エンディングノートに書かれた内容には法的効力がありません。
そのため、強制力はなく、あくまでも残された家族に「希望を伝えるもの」と考えるとわかりやすいでしょう。
一方、不備がなく作成された遺言書には法的効力があるため、内容に従わなくてはなりません。
決まった形式の有無
エンディングノートと遺言書の記載方法にも違いがあります。
エンディングノートは決められた形式はなく、自由に書くことができ、紙やノートに書いてもパソコンやスマートフォンに残しても構いません。
しかし、遺言書には決められた形式があり「自筆証書遺言」の場合は、本人が手書きで書く(2019年から財産目録はパソコン・ワープロ可)と定められています。
また、添付書類の全ページに署名と捺印が必要です。
決められた形式以外で書かれた遺言書は法的効力をもたないとされ、無効となる場合があります。
記載する内容の違い
エンディングノートの記載内容は、形式と同様に自由に決められ、何を書いても構いません。
市販のエンディングノートには記載項目があらかじめ印刷されていますが、それ以外に自分で項目を追加することもできます。
自由に書くことができ、形式にとらわれないのは、エンディングノートです。
一方、遺言書に記載する内容は「人が死亡後に法律上の効力を生じさせる目的で遺贈、相続分の指定、相続人の排除、摘出でない子の認知につき、民法上一定の方式に従ってする単独の意思表示」と厳格に定められているのが特徴です。
また、遺言書に書くことができるのは「死後」のことのみです。
ただし、エンディングノートには「生前」のこと、例えば病名や余命告知の希望、延命治療の希望の有無も書くことができるため、これらも大きな違いでしょう。
作成費用の違い
エンディングノートを作成する費用はノート代や筆記用具のみなので、購入にかかる費用だけです。
エンディングノートとして市販されているものでも、高くて数千円ほどで、平均価格は1,500円くらいです。

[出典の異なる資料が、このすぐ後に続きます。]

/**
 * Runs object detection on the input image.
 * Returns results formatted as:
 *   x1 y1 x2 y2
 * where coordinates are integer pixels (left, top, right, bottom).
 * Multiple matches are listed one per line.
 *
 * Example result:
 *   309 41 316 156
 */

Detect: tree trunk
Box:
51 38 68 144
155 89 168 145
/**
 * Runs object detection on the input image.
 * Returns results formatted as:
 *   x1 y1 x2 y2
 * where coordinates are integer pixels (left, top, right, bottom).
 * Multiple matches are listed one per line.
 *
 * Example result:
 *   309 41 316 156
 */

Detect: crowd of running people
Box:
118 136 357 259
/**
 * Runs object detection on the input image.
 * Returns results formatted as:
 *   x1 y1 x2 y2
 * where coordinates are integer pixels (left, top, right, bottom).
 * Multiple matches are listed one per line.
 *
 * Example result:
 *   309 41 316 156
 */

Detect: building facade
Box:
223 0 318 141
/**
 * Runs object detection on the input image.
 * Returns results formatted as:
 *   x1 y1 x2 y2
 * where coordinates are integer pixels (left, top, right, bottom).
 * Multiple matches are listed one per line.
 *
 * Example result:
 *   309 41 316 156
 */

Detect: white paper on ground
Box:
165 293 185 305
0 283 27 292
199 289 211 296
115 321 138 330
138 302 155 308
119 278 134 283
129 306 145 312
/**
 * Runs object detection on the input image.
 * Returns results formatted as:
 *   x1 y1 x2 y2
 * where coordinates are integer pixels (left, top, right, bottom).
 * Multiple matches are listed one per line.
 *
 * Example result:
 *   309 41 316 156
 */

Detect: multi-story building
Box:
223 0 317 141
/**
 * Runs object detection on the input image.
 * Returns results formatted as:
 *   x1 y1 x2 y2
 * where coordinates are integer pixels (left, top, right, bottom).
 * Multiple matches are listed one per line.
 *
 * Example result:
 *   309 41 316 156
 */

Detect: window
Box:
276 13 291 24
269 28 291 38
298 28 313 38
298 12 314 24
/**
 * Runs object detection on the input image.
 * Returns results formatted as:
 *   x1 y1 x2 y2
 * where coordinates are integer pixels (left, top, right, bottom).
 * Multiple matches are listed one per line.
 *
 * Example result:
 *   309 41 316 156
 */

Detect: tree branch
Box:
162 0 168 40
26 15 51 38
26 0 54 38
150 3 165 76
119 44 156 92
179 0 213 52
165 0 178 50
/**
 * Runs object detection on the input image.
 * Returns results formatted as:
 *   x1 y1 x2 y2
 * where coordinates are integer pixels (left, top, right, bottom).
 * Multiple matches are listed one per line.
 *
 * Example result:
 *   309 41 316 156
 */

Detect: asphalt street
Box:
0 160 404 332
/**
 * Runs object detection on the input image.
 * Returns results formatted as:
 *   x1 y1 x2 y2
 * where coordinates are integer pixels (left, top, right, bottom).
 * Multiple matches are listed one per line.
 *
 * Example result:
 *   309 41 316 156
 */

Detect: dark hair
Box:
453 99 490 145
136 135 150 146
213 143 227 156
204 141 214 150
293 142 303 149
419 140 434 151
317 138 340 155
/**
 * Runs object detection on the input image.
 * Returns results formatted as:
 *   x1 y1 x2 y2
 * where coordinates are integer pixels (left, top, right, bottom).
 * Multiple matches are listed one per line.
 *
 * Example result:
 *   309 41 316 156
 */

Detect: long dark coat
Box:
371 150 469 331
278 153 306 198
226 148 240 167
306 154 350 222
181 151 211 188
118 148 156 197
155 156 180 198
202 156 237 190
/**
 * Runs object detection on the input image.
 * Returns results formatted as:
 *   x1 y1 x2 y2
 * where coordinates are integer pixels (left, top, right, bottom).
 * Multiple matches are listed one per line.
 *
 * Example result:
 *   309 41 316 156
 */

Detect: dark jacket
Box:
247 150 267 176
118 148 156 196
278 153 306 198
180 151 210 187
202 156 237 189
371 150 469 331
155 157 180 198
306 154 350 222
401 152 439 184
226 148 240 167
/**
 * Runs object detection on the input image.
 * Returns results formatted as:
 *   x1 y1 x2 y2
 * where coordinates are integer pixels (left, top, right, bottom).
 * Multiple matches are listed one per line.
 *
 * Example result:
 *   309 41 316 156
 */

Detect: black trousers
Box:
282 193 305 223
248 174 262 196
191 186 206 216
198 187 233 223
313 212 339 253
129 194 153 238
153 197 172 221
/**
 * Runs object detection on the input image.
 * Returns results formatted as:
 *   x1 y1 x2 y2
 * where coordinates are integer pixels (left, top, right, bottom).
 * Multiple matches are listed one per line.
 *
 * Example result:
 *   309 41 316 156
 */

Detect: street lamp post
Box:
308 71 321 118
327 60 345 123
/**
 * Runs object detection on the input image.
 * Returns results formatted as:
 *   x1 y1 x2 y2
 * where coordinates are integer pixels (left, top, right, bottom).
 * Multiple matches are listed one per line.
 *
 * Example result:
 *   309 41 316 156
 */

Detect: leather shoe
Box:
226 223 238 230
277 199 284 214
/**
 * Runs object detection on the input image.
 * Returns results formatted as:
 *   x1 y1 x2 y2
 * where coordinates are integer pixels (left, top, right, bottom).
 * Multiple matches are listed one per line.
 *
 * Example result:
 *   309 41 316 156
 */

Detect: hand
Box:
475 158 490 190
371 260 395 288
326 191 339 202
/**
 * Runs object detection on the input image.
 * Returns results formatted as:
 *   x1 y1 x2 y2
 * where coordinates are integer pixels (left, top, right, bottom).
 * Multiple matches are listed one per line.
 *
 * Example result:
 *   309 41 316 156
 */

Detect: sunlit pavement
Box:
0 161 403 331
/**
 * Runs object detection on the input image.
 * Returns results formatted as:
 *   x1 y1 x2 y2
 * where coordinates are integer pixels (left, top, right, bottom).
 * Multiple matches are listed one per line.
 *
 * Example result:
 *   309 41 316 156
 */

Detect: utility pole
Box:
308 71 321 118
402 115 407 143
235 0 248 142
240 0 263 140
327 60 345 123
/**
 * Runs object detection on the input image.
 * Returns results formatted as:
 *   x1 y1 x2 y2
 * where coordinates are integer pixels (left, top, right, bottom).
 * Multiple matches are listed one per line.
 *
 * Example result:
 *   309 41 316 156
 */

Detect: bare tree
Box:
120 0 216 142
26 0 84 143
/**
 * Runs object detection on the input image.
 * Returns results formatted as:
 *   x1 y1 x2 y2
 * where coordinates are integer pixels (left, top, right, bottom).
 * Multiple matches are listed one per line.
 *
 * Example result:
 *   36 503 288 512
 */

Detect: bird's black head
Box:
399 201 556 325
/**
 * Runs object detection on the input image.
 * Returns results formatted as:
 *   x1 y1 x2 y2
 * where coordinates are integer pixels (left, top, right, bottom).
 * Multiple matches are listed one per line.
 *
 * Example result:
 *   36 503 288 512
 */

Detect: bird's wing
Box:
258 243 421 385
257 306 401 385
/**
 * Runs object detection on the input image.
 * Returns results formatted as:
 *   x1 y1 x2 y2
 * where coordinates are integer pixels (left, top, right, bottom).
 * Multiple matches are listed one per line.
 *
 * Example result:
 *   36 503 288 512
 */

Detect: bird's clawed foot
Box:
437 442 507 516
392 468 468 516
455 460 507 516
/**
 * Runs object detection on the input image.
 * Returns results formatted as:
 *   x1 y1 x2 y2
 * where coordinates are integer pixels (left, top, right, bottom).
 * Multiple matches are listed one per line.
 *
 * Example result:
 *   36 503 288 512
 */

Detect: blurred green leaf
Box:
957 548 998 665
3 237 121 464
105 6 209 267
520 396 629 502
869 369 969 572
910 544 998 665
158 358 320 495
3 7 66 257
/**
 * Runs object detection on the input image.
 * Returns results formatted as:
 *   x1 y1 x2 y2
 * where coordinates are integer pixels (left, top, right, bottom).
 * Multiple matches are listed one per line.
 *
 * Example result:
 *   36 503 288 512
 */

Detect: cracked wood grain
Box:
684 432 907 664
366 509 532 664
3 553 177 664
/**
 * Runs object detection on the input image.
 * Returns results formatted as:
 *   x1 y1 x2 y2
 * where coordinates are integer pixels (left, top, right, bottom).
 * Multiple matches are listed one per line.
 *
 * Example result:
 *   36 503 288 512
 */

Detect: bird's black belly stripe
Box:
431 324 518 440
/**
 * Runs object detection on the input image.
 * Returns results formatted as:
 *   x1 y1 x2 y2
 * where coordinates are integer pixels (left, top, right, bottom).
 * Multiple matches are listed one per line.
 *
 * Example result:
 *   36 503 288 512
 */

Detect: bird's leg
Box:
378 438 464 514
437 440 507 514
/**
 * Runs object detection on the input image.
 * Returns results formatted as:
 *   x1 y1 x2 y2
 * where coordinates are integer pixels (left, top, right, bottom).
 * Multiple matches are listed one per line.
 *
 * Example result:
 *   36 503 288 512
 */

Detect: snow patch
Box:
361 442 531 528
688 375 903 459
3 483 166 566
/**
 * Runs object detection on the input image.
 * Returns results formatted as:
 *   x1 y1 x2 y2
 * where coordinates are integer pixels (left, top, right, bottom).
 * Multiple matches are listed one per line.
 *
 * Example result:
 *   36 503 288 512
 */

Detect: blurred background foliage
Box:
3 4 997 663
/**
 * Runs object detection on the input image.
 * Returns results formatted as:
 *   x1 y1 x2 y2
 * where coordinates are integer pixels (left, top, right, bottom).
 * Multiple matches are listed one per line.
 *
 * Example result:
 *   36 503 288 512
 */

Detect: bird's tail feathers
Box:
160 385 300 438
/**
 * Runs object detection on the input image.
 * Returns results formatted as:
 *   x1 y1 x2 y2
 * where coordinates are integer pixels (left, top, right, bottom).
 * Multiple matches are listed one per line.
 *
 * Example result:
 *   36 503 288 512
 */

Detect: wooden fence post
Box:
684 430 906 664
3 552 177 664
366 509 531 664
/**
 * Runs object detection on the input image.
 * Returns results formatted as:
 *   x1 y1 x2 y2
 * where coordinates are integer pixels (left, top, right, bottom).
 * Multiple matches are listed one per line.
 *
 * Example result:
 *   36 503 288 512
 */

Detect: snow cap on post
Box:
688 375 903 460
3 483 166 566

一般的な大学ノートなどを利用すれば100円から購入可能できるでしょう。
パソコンで作成して印刷する場合は、インク代と用紙代のみになります。
さらに、葬儀社に資料請求する際に無料配布されたエンディングノートを使ったり、Microsoft他からWord形式のエンディングノートの無料テンプレートをダウンロードしたりすることもできます。
したがって、エンディングノートの作成は、無料から数千円できるということです。
ちなみに、終活ライフでも無料でエンディングノートの書き込みが可能です。https://shukatu-life.com/ending-note
これに対して遺言書の場合の費用は、数百円から数万円かかります。
数万円となるのは遺言書を「公正証書遺言」とした場合で、詳細については後述します。
内容の確認の違い
エンディングノートは、家族が生前に内容を確認することが可能で、死亡後もすぐに読んで構いません。

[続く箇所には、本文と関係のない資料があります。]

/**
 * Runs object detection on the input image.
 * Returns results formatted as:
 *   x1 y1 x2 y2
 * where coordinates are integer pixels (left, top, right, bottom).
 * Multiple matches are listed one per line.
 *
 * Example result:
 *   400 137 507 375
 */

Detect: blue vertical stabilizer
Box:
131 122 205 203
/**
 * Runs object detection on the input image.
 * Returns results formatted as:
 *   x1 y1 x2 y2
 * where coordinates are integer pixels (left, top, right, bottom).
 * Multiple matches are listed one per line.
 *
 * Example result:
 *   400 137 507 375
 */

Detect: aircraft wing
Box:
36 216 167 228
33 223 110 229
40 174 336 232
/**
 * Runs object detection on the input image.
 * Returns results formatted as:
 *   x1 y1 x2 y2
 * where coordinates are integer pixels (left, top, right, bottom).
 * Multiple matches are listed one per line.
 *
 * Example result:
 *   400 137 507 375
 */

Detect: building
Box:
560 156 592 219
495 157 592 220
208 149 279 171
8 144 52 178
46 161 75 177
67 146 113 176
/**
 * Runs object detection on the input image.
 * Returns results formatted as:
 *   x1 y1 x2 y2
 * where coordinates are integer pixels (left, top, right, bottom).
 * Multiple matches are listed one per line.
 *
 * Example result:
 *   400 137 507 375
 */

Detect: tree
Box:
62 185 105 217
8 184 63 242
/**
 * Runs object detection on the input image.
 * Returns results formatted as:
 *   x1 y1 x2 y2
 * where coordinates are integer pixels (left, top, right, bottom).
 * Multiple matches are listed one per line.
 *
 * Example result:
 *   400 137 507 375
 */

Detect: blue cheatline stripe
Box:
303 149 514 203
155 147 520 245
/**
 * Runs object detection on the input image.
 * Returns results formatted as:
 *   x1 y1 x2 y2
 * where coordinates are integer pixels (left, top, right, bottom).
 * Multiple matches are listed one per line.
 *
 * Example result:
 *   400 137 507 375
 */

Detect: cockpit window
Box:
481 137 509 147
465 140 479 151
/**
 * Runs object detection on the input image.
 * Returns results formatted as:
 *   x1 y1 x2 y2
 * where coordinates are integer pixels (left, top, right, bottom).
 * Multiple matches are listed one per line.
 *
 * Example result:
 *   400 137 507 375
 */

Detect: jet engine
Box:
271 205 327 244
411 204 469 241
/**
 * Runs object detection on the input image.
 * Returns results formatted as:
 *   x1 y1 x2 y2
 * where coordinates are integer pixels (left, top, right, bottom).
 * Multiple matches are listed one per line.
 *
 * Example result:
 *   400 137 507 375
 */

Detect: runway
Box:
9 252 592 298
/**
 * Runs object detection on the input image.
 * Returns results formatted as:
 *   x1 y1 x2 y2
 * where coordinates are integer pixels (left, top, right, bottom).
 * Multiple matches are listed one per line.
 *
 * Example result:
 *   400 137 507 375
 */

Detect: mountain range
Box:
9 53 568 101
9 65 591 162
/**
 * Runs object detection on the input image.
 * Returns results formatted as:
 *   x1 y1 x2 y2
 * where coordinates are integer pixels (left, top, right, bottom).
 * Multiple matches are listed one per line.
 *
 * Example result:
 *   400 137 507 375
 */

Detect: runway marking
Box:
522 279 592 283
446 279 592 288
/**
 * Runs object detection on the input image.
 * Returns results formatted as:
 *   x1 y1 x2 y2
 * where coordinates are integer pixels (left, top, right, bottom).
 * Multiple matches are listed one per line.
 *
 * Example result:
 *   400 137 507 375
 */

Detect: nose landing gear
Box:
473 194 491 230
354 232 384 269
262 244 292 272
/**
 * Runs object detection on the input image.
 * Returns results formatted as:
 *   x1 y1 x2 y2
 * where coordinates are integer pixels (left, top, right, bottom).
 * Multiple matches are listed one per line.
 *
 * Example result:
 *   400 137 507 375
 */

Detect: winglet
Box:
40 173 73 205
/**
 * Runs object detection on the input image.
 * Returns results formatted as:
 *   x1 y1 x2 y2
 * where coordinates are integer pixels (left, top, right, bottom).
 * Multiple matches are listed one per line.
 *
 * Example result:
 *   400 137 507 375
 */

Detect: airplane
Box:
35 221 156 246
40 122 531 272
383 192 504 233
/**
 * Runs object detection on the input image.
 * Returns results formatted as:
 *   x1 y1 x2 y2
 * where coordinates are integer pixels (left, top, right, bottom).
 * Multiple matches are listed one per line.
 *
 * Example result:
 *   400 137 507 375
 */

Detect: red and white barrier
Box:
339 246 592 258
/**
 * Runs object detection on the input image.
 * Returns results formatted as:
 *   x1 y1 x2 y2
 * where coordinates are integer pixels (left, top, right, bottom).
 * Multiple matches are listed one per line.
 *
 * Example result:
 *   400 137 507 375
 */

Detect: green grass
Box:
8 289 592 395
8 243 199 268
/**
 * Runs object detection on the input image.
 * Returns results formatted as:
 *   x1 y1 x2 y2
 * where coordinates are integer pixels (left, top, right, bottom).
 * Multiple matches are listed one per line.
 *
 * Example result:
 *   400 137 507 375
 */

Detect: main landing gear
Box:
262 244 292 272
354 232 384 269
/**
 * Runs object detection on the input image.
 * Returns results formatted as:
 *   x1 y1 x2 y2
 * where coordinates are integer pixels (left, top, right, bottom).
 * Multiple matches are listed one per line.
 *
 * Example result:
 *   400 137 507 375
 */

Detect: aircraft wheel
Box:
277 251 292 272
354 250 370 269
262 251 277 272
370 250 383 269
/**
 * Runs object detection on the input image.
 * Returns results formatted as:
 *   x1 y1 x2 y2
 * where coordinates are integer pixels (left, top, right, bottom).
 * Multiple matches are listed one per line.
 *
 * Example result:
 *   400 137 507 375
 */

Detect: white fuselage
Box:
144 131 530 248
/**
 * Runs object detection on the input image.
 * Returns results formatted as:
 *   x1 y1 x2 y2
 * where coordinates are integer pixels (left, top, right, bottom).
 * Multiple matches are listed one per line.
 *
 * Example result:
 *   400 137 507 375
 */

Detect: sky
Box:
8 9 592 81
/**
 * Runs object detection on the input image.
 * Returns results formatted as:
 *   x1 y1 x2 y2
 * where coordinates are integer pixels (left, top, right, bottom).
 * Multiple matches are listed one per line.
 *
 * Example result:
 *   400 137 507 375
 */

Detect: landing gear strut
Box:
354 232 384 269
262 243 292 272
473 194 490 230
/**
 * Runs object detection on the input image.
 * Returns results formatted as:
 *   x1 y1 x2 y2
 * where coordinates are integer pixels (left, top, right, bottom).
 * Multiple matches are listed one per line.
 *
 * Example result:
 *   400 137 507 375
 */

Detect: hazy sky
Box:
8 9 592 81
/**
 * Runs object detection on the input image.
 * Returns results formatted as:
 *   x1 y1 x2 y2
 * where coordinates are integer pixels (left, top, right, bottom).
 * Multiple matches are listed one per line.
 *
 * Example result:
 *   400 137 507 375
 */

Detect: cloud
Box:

書いた本人が、急な事故で意識を失い意思疎通できなくなった場合に内容を確認して、治療方針を決めることもあります。
そのようなときに、効力を発揮するのがエンディングノートです。
しかし「自筆証書遺言」の確認には家庭裁判所の検認が必要となるので、勝手に開封することはできません。
エンディングノートと遺言書に書かれる内容について
エンディングノートと遺言書の違いを5つに分けて説明しましたが、ここで具体的な記載例について、少し詳しく解説していきます。

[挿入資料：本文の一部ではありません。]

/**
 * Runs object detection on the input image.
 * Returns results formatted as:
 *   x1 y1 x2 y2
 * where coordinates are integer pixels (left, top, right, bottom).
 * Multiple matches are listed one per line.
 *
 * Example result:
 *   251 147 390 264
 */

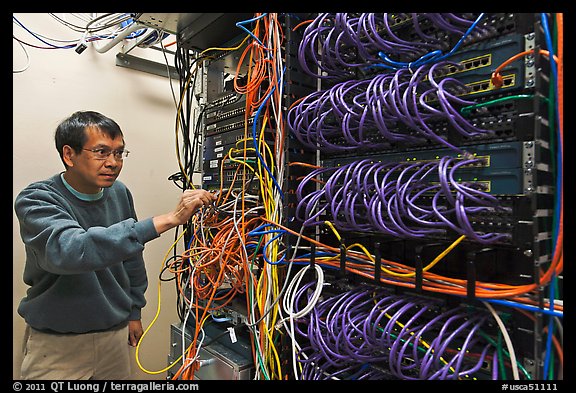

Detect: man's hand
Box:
128 320 144 347
153 189 217 234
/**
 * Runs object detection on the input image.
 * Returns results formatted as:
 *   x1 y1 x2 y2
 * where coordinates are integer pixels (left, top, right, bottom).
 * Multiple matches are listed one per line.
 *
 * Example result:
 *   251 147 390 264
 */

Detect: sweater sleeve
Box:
15 182 159 274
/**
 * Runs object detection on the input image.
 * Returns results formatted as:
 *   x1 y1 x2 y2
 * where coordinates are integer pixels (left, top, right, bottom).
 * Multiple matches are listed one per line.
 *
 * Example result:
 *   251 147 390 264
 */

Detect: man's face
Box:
64 128 124 194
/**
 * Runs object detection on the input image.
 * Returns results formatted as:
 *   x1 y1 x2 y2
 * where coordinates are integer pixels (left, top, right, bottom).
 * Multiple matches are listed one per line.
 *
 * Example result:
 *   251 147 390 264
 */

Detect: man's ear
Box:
62 145 76 166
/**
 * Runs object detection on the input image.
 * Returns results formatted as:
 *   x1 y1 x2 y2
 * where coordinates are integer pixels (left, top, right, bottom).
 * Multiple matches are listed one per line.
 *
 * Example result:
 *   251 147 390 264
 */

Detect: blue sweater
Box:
14 174 159 333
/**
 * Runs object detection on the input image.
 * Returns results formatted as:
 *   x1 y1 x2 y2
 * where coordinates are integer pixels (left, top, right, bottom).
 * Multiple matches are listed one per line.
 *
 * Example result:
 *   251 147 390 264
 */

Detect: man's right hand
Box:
153 189 217 234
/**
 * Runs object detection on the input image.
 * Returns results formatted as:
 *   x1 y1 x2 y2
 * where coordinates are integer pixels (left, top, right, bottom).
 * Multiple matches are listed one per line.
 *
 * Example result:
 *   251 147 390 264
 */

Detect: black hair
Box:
54 111 124 166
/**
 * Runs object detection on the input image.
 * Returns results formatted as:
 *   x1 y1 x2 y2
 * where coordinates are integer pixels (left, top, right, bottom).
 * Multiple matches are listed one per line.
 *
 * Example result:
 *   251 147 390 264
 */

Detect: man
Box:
14 111 216 380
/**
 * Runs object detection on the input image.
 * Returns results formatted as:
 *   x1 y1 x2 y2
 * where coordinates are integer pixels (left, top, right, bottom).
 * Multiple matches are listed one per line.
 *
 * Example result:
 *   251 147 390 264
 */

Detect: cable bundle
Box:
296 156 509 243
287 61 492 152
298 13 486 79
296 286 498 380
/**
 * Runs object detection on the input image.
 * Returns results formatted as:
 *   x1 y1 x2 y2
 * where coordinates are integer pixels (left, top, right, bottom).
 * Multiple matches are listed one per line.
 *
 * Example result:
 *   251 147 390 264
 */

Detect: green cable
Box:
460 94 545 115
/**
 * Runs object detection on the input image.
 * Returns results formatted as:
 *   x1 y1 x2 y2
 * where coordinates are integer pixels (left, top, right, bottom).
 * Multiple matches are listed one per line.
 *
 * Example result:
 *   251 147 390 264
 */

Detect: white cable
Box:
94 22 147 53
12 39 30 74
482 302 520 380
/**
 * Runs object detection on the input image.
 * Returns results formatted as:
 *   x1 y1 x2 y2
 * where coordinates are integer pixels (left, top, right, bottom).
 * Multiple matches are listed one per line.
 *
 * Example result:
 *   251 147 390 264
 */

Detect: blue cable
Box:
540 12 562 379
236 14 267 46
481 299 564 318
543 274 556 379
373 13 484 69
252 86 284 199
540 13 562 250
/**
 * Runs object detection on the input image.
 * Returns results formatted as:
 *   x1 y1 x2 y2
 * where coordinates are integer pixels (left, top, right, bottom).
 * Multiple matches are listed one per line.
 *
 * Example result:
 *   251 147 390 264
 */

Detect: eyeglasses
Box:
82 148 130 161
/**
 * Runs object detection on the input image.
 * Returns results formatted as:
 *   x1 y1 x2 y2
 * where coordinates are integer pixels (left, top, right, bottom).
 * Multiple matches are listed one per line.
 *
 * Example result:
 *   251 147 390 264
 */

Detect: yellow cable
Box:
135 229 186 374
324 221 466 277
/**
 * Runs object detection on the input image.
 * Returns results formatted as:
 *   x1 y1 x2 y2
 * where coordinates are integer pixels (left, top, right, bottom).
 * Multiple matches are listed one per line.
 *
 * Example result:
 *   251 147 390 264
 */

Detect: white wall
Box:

エンディングノートと遺言書の内容の違いを箇条書きにすると以下のようになりますが、エンディングノートに書く内容は自由ですのであくまで一般的な例です。
エンディングノートの記載内容
・自分の基本情報(住所氏名、生年月日、身長体重、血液型、既往歴、現病歴など)
・かかりつけ医連絡先(医療機関名、医師名、住所、電話番号)
・預貯金(金融機関・口座番号)
・資産(有価証券、不動産、車など)
・借入金・ローン
・クレジットカード情報
・保険(生命保険、火災保険、自動車保険など)
・デジタルデータ(携帯電話、スマホ、パソコン関連、ID・パスワード)
・家族一覧(氏名、続柄、現住所、電話番号など)
・親族一覧(氏名、続柄、現住所、電話番号など)
・友人・知人一覧(氏名、現住所、電話番号)
・仕事関係一覧(氏名、勤務先名、電話番号)
・病名・余命告知、延命処置(希望する・しない)
・葬儀・埋葬の希望(形式、喪主になってほしい人、葬儀に呼んでほしい人
・呼んでほしくない人、入りたい墓もしくは埋葬方法)
・形見分け(品名、差し上げたい人の氏名、自分との関係)
・自分史
・遺された人へのメッセージ
遺言書の記載内容
・相続分の指定
・遺言書の執行に関する効力
・相続人の廃除
・遺産分割方法の指定と分割の禁止
・相続財産の処分
遺言書の種類
遺言書には「自筆証書遺言」「公正証書遺言」「秘密証書遺言」があり、それぞれにメリットとデメリットがあります。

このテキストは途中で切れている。